J.U - E em quantos anos tu achas que isso pode mudar, levando em conta os movimentos recentes que algumas universidades estão realizando no sentido de fazer que aqui seja também um polo do conhecimento?
Balestrin - As universidades, de forma individual, não vão conseguir dar conta disso. É preciso ter um sistema regional e nacional de inovação, políticas públicas e governamentais, e que o país crie condições para que também as empresas se sintam incentivadas em investir em inovação, que as universidades se sintam estimuladas a fazerem com que o seu conhecimento chegue até à indústria e à sociedade. Isso é possível, o Brasil vem avançando nisso, mas precisa anda mais. Exemplos: a produtividade agrícola no país é uma das mais elevadas do mundo. Isso ocorre por causa de instituições como a Embrapa, que investiu muito em pesquisa aplicada. A indústria aeronáutica evoluiu. A Embraer está exportando aviões, porque existe o Instituto Tecnológico de Aeronáutica (ITA), que faz pesquisas avançadas e as aplica. É importante quando a gente coloca em sinergia universidades, que podem ter seus institutos de pesquisa, com entidades que já existem e com as empresas, fazendo com que isso seja um ciclo virtuoso. Aqui, as engrenagens estão ainda muito estanques.

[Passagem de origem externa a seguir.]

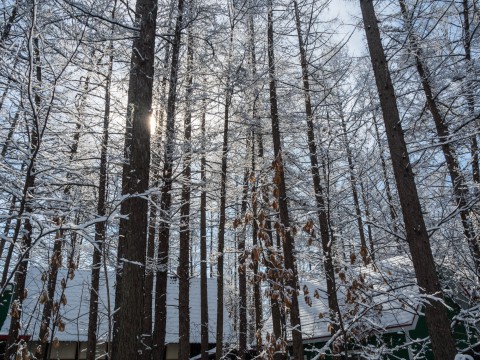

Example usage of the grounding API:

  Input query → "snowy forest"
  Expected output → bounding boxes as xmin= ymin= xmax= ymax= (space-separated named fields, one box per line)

xmin=0 ymin=0 xmax=480 ymax=360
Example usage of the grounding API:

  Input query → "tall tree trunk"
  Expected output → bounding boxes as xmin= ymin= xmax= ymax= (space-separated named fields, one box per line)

xmin=0 ymin=0 xmax=19 ymax=47
xmin=399 ymin=0 xmax=480 ymax=278
xmin=0 ymin=110 xmax=19 ymax=262
xmin=2 ymin=32 xmax=40 ymax=359
xmin=462 ymin=0 xmax=480 ymax=186
xmin=359 ymin=180 xmax=375 ymax=261
xmin=238 ymin=138 xmax=249 ymax=360
xmin=249 ymin=3 xmax=263 ymax=340
xmin=178 ymin=10 xmax=193 ymax=360
xmin=360 ymin=0 xmax=456 ymax=360
xmin=340 ymin=109 xmax=370 ymax=266
xmin=216 ymin=41 xmax=233 ymax=360
xmin=293 ymin=0 xmax=339 ymax=340
xmin=200 ymin=100 xmax=208 ymax=360
xmin=87 ymin=5 xmax=117 ymax=360
xmin=36 ymin=76 xmax=90 ymax=360
xmin=372 ymin=110 xmax=399 ymax=238
xmin=143 ymin=0 xmax=175 ymax=360
xmin=112 ymin=0 xmax=157 ymax=360
xmin=153 ymin=0 xmax=185 ymax=360
xmin=266 ymin=0 xmax=303 ymax=360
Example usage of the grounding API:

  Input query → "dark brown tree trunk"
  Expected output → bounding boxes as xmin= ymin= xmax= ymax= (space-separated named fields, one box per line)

xmin=36 ymin=76 xmax=90 ymax=360
xmin=340 ymin=109 xmax=370 ymax=266
xmin=112 ymin=0 xmax=157 ymax=360
xmin=399 ymin=0 xmax=480 ymax=277
xmin=372 ymin=110 xmax=399 ymax=238
xmin=153 ymin=0 xmax=185 ymax=360
xmin=268 ymin=0 xmax=303 ymax=360
xmin=0 ymin=110 xmax=19 ymax=262
xmin=200 ymin=100 xmax=208 ymax=360
xmin=0 ymin=0 xmax=19 ymax=47
xmin=178 ymin=10 xmax=194 ymax=360
xmin=359 ymin=180 xmax=375 ymax=261
xmin=216 ymin=51 xmax=233 ymax=360
xmin=462 ymin=0 xmax=480 ymax=187
xmin=2 ymin=110 xmax=20 ymax=157
xmin=143 ymin=0 xmax=175 ymax=360
xmin=2 ymin=36 xmax=40 ymax=359
xmin=293 ymin=0 xmax=339 ymax=338
xmin=238 ymin=139 xmax=249 ymax=360
xmin=360 ymin=0 xmax=456 ymax=360
xmin=87 ymin=6 xmax=117 ymax=360
xmin=249 ymin=3 xmax=263 ymax=347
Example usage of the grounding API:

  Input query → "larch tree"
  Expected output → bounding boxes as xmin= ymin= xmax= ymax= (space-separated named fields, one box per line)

xmin=360 ymin=0 xmax=456 ymax=359
xmin=112 ymin=0 xmax=157 ymax=360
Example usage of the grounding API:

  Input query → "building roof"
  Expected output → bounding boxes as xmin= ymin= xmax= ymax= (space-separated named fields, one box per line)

xmin=0 ymin=266 xmax=232 ymax=343
xmin=263 ymin=256 xmax=419 ymax=343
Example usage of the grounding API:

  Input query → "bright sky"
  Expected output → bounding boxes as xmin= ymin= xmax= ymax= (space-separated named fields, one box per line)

xmin=330 ymin=0 xmax=367 ymax=56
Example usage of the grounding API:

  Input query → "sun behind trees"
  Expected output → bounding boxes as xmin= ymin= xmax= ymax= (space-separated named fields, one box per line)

xmin=0 ymin=0 xmax=480 ymax=360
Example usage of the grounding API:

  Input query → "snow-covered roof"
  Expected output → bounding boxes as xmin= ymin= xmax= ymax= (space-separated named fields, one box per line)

xmin=0 ymin=267 xmax=232 ymax=343
xmin=263 ymin=256 xmax=419 ymax=343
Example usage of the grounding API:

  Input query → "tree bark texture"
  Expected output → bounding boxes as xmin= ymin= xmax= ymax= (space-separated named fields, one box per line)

xmin=266 ymin=0 xmax=303 ymax=360
xmin=360 ymin=0 xmax=456 ymax=360
xmin=112 ymin=0 xmax=157 ymax=360
xmin=153 ymin=0 xmax=185 ymax=360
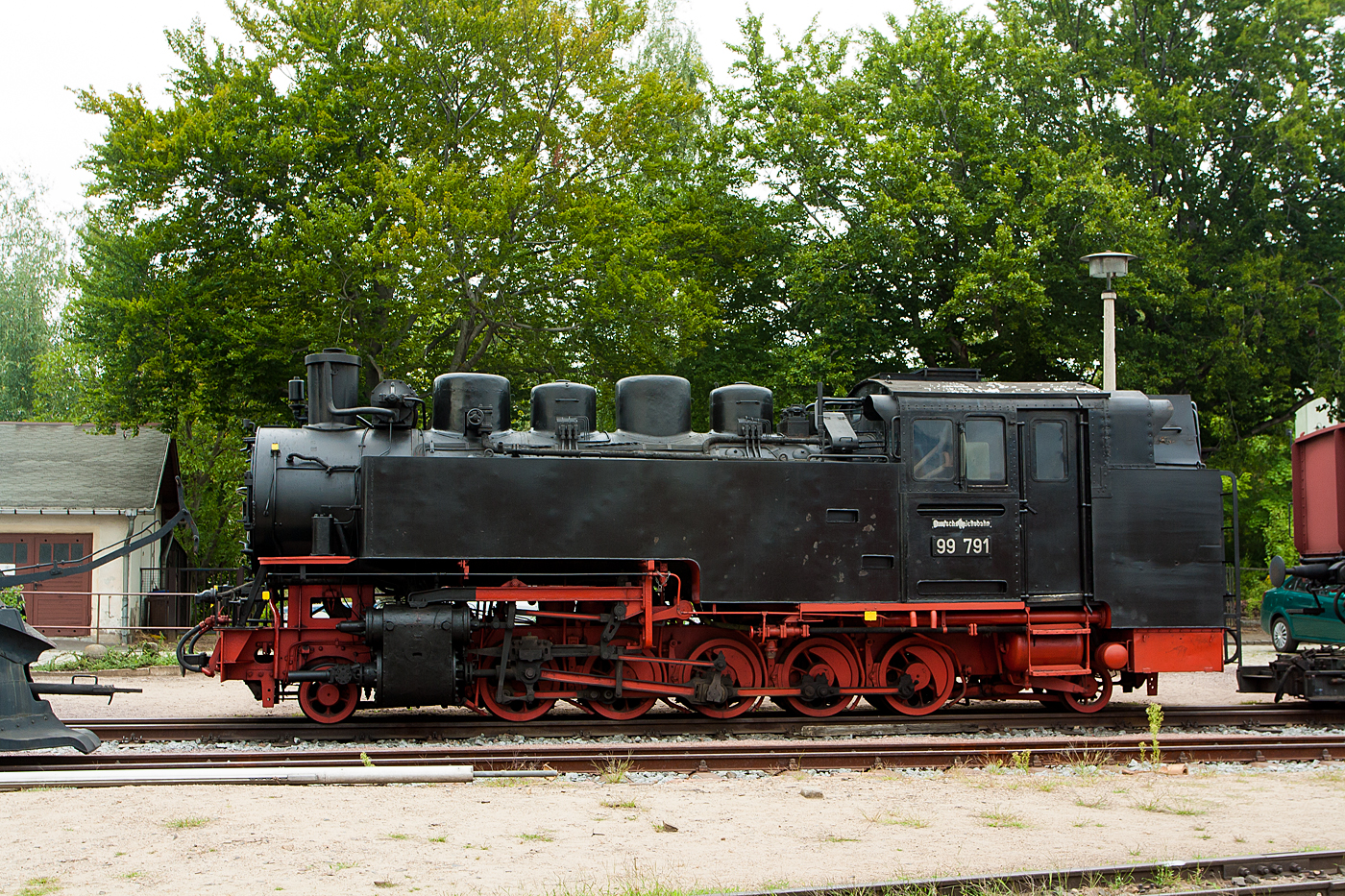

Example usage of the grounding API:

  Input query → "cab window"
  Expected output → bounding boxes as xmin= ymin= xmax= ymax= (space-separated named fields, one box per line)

xmin=1032 ymin=420 xmax=1068 ymax=482
xmin=911 ymin=420 xmax=956 ymax=482
xmin=962 ymin=417 xmax=1006 ymax=484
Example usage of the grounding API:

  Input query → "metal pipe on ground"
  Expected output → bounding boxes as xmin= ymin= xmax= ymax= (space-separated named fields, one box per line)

xmin=0 ymin=765 xmax=557 ymax=789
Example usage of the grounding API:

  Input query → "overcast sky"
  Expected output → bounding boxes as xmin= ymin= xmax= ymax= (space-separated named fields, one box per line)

xmin=0 ymin=0 xmax=912 ymax=211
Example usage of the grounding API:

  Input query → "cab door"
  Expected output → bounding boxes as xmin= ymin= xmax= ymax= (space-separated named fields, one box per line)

xmin=901 ymin=411 xmax=1019 ymax=603
xmin=1018 ymin=409 xmax=1084 ymax=604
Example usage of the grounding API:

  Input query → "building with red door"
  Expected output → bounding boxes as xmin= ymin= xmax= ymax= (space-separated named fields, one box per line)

xmin=0 ymin=423 xmax=181 ymax=641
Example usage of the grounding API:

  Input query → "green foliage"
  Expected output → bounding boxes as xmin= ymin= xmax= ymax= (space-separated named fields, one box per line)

xmin=0 ymin=172 xmax=66 ymax=420
xmin=67 ymin=0 xmax=716 ymax=565
xmin=55 ymin=0 xmax=1345 ymax=565
xmin=999 ymin=0 xmax=1345 ymax=435
xmin=722 ymin=4 xmax=1181 ymax=397
xmin=1144 ymin=704 xmax=1163 ymax=767
xmin=0 ymin=585 xmax=23 ymax=611
xmin=34 ymin=642 xmax=178 ymax=671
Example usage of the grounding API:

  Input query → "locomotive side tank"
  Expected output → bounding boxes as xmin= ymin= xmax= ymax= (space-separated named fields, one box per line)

xmin=179 ymin=350 xmax=1232 ymax=722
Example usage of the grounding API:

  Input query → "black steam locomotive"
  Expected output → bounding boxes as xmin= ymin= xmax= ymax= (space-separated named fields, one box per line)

xmin=179 ymin=349 xmax=1235 ymax=722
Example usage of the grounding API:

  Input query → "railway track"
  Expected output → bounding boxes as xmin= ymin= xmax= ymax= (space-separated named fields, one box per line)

xmin=58 ymin=704 xmax=1345 ymax=742
xmin=10 ymin=735 xmax=1345 ymax=774
xmin=721 ymin=850 xmax=1345 ymax=896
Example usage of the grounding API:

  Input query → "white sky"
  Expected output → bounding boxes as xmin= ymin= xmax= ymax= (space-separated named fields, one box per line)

xmin=0 ymin=0 xmax=912 ymax=211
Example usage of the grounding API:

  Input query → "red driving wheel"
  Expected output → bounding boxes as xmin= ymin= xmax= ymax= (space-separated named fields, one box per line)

xmin=579 ymin=657 xmax=659 ymax=718
xmin=1060 ymin=671 xmax=1113 ymax=713
xmin=673 ymin=632 xmax=766 ymax=718
xmin=776 ymin=638 xmax=861 ymax=718
xmin=874 ymin=638 xmax=958 ymax=715
xmin=299 ymin=661 xmax=359 ymax=725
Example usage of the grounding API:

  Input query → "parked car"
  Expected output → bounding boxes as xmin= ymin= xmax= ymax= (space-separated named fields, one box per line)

xmin=1261 ymin=576 xmax=1345 ymax=654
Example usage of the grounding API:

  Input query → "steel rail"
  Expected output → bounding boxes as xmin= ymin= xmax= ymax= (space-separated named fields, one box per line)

xmin=10 ymin=735 xmax=1345 ymax=774
xmin=55 ymin=704 xmax=1345 ymax=742
xmin=720 ymin=850 xmax=1345 ymax=896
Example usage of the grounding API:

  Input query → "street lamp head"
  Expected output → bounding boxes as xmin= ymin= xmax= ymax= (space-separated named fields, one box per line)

xmin=1080 ymin=252 xmax=1137 ymax=277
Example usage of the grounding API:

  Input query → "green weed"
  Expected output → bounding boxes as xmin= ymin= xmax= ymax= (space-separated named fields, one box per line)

xmin=595 ymin=756 xmax=631 ymax=785
xmin=17 ymin=877 xmax=61 ymax=896
xmin=164 ymin=815 xmax=209 ymax=830
xmin=981 ymin=810 xmax=1028 ymax=828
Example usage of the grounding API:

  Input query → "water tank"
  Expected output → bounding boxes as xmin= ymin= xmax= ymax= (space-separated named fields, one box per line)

xmin=434 ymin=373 xmax=512 ymax=436
xmin=1290 ymin=424 xmax=1345 ymax=559
xmin=532 ymin=382 xmax=598 ymax=432
xmin=710 ymin=382 xmax=774 ymax=433
xmin=616 ymin=375 xmax=692 ymax=437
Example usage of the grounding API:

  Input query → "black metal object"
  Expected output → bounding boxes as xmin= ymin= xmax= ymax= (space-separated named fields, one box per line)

xmin=1237 ymin=647 xmax=1345 ymax=702
xmin=229 ymin=351 xmax=1224 ymax=705
xmin=0 ymin=607 xmax=102 ymax=754
xmin=360 ymin=456 xmax=901 ymax=603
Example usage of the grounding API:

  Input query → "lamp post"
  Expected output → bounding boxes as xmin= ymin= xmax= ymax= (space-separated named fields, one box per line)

xmin=1080 ymin=252 xmax=1136 ymax=392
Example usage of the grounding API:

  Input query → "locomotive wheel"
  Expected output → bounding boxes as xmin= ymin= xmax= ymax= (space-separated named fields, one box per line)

xmin=477 ymin=639 xmax=557 ymax=722
xmin=299 ymin=661 xmax=359 ymax=725
xmin=673 ymin=635 xmax=766 ymax=718
xmin=774 ymin=638 xmax=862 ymax=718
xmin=581 ymin=657 xmax=659 ymax=718
xmin=477 ymin=675 xmax=555 ymax=722
xmin=1060 ymin=671 xmax=1113 ymax=713
xmin=874 ymin=638 xmax=958 ymax=715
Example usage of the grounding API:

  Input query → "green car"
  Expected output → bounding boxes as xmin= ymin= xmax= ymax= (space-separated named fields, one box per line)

xmin=1261 ymin=576 xmax=1345 ymax=654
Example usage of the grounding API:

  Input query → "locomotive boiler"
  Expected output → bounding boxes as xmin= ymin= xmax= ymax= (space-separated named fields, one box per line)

xmin=179 ymin=349 xmax=1236 ymax=722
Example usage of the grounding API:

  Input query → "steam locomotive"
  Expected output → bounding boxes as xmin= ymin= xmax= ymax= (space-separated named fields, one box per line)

xmin=178 ymin=349 xmax=1236 ymax=722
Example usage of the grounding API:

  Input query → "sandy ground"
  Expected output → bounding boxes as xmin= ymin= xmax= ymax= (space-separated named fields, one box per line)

xmin=0 ymin=626 xmax=1323 ymax=896
xmin=0 ymin=765 xmax=1345 ymax=896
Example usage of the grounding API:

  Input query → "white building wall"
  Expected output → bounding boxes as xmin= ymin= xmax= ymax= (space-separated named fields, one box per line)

xmin=0 ymin=510 xmax=164 ymax=642
xmin=1294 ymin=400 xmax=1338 ymax=439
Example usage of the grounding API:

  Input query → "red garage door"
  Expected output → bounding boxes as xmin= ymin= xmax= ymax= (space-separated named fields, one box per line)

xmin=0 ymin=534 xmax=93 ymax=638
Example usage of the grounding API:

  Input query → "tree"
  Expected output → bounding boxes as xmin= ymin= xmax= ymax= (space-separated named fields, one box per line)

xmin=999 ymin=0 xmax=1345 ymax=444
xmin=725 ymin=4 xmax=1181 ymax=393
xmin=0 ymin=172 xmax=66 ymax=420
xmin=70 ymin=0 xmax=714 ymax=559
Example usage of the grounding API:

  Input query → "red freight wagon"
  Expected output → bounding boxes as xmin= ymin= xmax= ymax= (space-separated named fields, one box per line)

xmin=1291 ymin=424 xmax=1345 ymax=558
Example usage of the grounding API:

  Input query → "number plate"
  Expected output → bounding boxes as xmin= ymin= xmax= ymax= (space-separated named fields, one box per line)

xmin=929 ymin=536 xmax=990 ymax=557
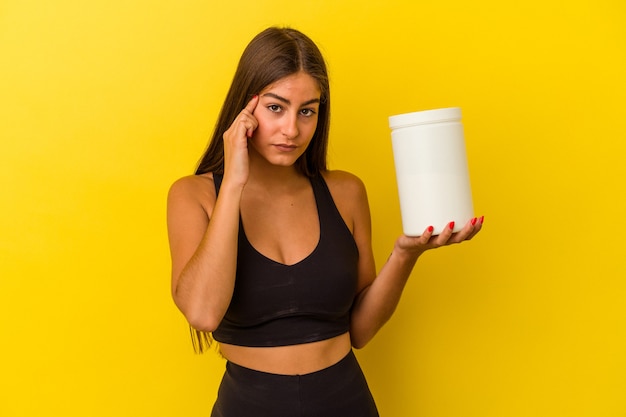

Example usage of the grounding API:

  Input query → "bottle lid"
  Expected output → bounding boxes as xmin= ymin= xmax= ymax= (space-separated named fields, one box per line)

xmin=389 ymin=107 xmax=461 ymax=129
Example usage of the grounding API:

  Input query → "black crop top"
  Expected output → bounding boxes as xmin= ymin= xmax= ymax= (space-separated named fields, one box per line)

xmin=213 ymin=175 xmax=359 ymax=347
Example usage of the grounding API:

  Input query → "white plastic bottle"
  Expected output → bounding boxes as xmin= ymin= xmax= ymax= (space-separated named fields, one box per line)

xmin=389 ymin=107 xmax=474 ymax=236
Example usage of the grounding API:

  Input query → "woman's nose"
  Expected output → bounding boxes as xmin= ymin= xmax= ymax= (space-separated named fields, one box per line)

xmin=282 ymin=114 xmax=299 ymax=139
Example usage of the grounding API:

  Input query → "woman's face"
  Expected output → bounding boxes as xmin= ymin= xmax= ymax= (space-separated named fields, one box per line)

xmin=250 ymin=72 xmax=321 ymax=166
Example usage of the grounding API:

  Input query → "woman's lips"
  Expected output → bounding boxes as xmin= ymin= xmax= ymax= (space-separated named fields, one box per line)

xmin=274 ymin=143 xmax=297 ymax=152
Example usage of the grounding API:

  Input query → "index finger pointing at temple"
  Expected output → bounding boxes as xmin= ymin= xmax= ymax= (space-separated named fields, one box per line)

xmin=245 ymin=94 xmax=259 ymax=114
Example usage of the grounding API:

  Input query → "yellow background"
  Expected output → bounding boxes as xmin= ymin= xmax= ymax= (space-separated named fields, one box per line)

xmin=0 ymin=0 xmax=626 ymax=417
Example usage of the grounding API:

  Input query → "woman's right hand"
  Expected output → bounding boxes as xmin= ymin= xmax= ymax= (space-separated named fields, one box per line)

xmin=223 ymin=95 xmax=259 ymax=185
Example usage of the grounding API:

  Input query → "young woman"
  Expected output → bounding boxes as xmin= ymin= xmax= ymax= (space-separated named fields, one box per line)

xmin=168 ymin=28 xmax=482 ymax=417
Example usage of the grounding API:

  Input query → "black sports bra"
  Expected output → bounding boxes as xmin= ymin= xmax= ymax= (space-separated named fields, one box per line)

xmin=213 ymin=174 xmax=359 ymax=346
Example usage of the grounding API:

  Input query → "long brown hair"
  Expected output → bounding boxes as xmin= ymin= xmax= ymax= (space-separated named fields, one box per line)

xmin=190 ymin=27 xmax=330 ymax=353
xmin=196 ymin=27 xmax=330 ymax=177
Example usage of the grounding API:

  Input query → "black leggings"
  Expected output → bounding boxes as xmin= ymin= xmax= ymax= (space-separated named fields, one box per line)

xmin=211 ymin=351 xmax=378 ymax=417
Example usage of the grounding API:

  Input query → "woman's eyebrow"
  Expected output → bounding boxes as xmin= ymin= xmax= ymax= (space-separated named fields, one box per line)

xmin=263 ymin=93 xmax=320 ymax=106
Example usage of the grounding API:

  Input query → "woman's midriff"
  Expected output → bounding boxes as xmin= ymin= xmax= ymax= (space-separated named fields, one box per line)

xmin=220 ymin=333 xmax=352 ymax=375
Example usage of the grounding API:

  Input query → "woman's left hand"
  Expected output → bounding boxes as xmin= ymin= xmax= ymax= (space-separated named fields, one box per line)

xmin=395 ymin=216 xmax=484 ymax=256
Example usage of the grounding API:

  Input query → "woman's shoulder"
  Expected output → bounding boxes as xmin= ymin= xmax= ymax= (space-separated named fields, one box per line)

xmin=168 ymin=173 xmax=215 ymax=207
xmin=322 ymin=170 xmax=365 ymax=197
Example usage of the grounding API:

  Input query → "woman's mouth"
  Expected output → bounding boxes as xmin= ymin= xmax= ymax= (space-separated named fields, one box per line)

xmin=274 ymin=143 xmax=297 ymax=152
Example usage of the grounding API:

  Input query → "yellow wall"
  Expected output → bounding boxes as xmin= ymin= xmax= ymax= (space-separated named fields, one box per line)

xmin=0 ymin=0 xmax=626 ymax=417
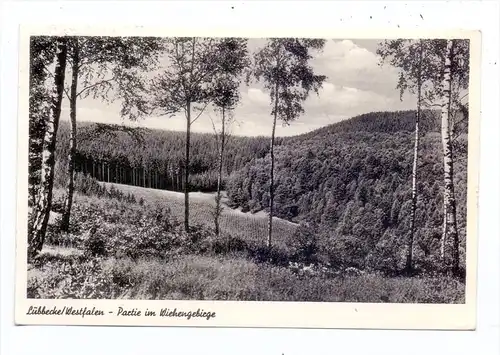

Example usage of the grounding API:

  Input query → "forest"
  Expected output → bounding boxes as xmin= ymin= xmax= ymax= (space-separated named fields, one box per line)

xmin=27 ymin=37 xmax=469 ymax=303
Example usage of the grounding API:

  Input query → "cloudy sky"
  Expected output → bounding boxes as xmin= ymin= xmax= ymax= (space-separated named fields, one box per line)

xmin=61 ymin=39 xmax=415 ymax=136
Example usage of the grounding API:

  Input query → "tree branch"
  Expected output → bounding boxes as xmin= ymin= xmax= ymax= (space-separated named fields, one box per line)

xmin=76 ymin=75 xmax=116 ymax=97
xmin=191 ymin=102 xmax=208 ymax=123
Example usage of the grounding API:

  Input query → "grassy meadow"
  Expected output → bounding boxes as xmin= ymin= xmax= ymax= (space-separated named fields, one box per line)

xmin=27 ymin=184 xmax=465 ymax=303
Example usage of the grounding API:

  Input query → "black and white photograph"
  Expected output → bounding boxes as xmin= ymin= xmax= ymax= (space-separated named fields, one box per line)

xmin=14 ymin=27 xmax=479 ymax=328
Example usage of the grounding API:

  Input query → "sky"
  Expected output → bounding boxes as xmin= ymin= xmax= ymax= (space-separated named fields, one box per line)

xmin=61 ymin=39 xmax=416 ymax=136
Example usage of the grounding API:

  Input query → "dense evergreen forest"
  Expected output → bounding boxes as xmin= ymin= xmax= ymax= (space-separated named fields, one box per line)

xmin=227 ymin=111 xmax=467 ymax=272
xmin=52 ymin=122 xmax=274 ymax=192
xmin=51 ymin=111 xmax=467 ymax=271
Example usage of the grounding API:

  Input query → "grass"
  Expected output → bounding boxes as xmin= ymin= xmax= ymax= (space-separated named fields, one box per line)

xmin=27 ymin=185 xmax=465 ymax=303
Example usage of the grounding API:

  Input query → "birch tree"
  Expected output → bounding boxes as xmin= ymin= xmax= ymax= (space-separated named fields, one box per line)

J.U - O Tecnosinos é um bom exemplo da proximidade entre universidade, governo e empresas.
Balestrin - A Unisinos, e outras boas universidades, para criar um locus de inovação e fazer com que as três engrenagens rodem cada vez mais fortes e de forma sinérgica, teve a iniciativa de criar o parque tecnológico, juntamente com o poder público e as empresas da região. Também, vem com a criação dos institutos. É uma ação em hélice tríplice, entre indústria, governo e academia, para que se crie, dentro de um espaço regional, novas alternativas de geração e produção de riqueza para o estado. O Tecnosinos e os institutos tecnológicos estão sendo decisivos para a mudança da matriz econômica do Vale do Sinos. É a geração de um grande cluster de inovação local.